Will all payment require SCA?

Strong Customer Authentication will apply to customer-initiated online payments within the European Economic Area (EEA). Transactions in scope are those involving a customer’s card that has been issued in the EEA and where the transaction is acquired in the EEA. Most transactions in NDC will be processed within the EEA, therefore, will be subject to 3D Secure authentication. 
 

What is 3D Secure?

3D Secure is the authentication protocol used for authenticating online card payments.   
 

What are the differences between 3D Secure 1.0 and 2.0+??

3D Secure V2 (the new version of the 3D Secure authentication standard) will be the main method for authenticating card payments and meeting Strong Customer Authentication requirements. This new version introduces a better user experience that will help minimise some of the friction that authentication adds into the booking flow. 

 Source: Mastercard Academy Webinar, 20 June 2019 
 

What is the difference between an airline-initiated vs seller-initiated authentication?

In NDC indirect distribution we differentiate between two flows to authenticate a payment transaction.   

Airline initiated authentication is when a transaction is authenticated using the airline Payment Service Provider (PSP)’s technology. 

Seller initiated authentication is when  a transaction is authenticated by the seller (an agency) itself using their own  Payment Service Provider (PSP). 

Card scheme providers recommend that the seller-initiated authentication approach as the most suitable model for airline indirect distribution channels.  

How do I know a particular transaction will be prompted to be authenticated using airline initiated authentication in NDC?  
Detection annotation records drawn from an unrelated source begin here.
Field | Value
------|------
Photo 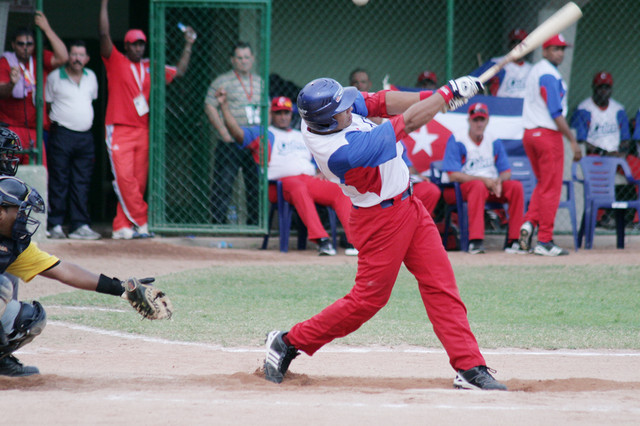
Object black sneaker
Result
[264,330,300,383]
[0,355,40,377]
[467,240,484,254]
[453,365,507,390]
[318,237,336,256]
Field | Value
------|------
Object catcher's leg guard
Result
[0,300,47,359]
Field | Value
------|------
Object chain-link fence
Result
[150,0,640,236]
If the transactions originate from an “offline” seller, they will follow the current booking flow and only current BA authentication checks will be in place.   

If the transactions originate from an “online” seller, they will be prompted for 3DS authentication challenge. It is up to the bank to determine if the card is 3D Secure-enabled and decide the subsequent authentication flow.  
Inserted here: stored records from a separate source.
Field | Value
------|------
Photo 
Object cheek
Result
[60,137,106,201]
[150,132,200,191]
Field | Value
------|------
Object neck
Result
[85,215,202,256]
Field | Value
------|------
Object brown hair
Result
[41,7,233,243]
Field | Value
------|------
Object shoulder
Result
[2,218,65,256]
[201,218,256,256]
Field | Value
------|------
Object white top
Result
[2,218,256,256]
If neither online or offline are specified, then online will be the assumed default
 

Which NDC schema versions support 3DS authentication?  
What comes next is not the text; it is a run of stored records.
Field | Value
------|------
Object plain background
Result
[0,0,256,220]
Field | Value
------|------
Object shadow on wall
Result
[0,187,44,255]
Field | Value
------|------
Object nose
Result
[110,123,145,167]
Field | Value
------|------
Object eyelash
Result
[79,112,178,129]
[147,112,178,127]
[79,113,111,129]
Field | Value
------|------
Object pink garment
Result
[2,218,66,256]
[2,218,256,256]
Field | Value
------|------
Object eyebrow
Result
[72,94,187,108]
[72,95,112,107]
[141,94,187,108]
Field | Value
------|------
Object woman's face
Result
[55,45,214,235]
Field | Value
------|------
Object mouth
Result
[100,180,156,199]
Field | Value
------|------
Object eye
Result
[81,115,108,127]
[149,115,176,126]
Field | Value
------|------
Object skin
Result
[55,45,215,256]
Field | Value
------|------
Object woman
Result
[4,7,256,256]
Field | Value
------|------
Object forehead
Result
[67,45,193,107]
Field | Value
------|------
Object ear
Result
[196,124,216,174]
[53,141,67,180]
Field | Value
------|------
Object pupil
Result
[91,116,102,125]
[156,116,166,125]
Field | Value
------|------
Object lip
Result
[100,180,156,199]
We will only support 3D Secure in our 17.2. and higher NDC API schema. 

Will there be a new version of your individual APIs enabling 3DS?  

We advise you to implement the latest versions of the OrderCreate API which is version 4 and the OrderChange API, version 3. The versions have all British Airways capability. We are planning to de-commision the earlier version in the near term future
 

What is going to happen with 16.1 and earlier versions of BA NDC APIs?  

We advise that you switch to the latest schemas as 3DS will only be available in British Airways NDC APIs schema version 17.2. All 16.1 APIs will be de-commissioned in H1 2021. 
 

What happens if my Service Provider has not updated to British Airways NDC API schema version 17.2?  

It will not be possible to make card payments. We advise getting in touch with your Service Provider to discuss this further.  
 

Where can I find more information?  

• Mastercard Academy: “Corporate & Travel Segment - Authentication Guidelines”, 20th June 2019  https://mastercardeacademy.adobeconnect.com/piyvjk1805ub/   
• Mastercard Academy – Great source of information, webinars  www.mastercardacademy.com   
• Financial Conduct Authority FCA UK – PSD2  https://www.fca.org.uk/firms/revised-payment-services-directive-psd2   

I am an Online agent with my own PSP. Can I send a request without providing authentication details but seller type online?

It is up to the bank to decide whether to accept or reject the transaction. If accepted, booking will be created and tickets will be issued. If rejected, an unique error message will be returned advising the agent to complete 3DS2 authentication and call OrderCreateRQ  or OrderChangeRQ again. XML samples are available for this scenario
 

How can I test seller initiated authentication in NDC?

We have a designated Test Page which provides all details needed to test effectively.